The traditional gestures for the "Head, Shoulders, Knees and Toes" song demonstrated at a festival in Japan (2014)

"Head, Shoulders, Knees and Toes" is a children's song. The song was documented as early as 1912 and in 1921. It is often sung to the tune of "There Is a Tavern in the Town", but it has also been adapted to be sung to other tunes, including when translated to other languages.

==Description==
The song typically has only one verse, with lyrics similar to those below. The second line repeats the first line both in words and in melody, the third line has a rising tone, and the fourth line repeats the first two. Children might dance while they sing the song and touch their head, shoulders, knees, and toes in sequence to the words.

==Lyrics==
Head, shoulders, knees and toes,
knees and toes
Head, shoulders, knees and toes,
knees and toes
And eyes and ears and mouth and nose
Head, shoulders, knees and toes,
knees and toes.

The lyrics can also be sung in reverse, like this:

Toes, knees and shoulders, head,
shoulders, head
Toes, knees and shoulders, head,
shoulders, head
And nose and mouth and ears and eyes
Toes, knees and shoulders, head,
shoulders, head.
Each verse is repeated, with one word being omitted each time, just touching their body parts, without actually saying the word. For example:

Verse 2
----, shoulders, knees and toes

Verse 3
----, ----, knees and toes

Verse 4
----, ----, ----, and toes

Verse 5
----, ----, ----, and ----

This pattern continues until all the words are omitted. The last verse consists of no actual singing or singing all lyrics, but sometimes at a much faster tempo.

==Similar songs==
While "Head, Shoulders, Knees and Toes" and its translations are most commonly sung to the tune of "There is a Tavern in the Town", the song has been adapted to various tunes. Variants of the English lyrics are sung to "Here We Go Round the Mulberry Bush", "Frère Jacques", and "London Bridge Is Falling Down". In the Czech Republic, "Hlava, ramená, kolená, palce" is sung to the Czech folk song "Stodola Pumpa".

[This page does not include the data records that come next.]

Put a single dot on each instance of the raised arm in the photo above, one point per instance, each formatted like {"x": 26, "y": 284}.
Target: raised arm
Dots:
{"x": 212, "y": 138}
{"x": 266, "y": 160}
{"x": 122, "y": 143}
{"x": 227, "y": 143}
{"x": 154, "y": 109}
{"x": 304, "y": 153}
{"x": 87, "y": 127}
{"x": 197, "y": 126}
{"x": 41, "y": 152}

Many derivative songs have been constructed over the years that similarly teach the vocabulary of body parts. One example, as featured on the Kidsongs video "Boppin' with the Biggles", is as follows and is sung to the most common tune:

 Feet and tummies arms and chins,
 arms and chins
 Feet and tummies arms and chins,
 arms and chins
 And eyes and ears and mouth and shins
 Feet and tummies arms and chins,
 arms and chins

 Hands and fingers legs and lips,
 legs and lips
 Hands and fingers legs and lips,
 legs and lips
 And eyes and ears and mouth and hips
 Hands and fingers legs and lips,
 legs and lips

Another variation starts the line with "Eyes" and includes "chin", but it has the words in an order that causes the motions to zig zag.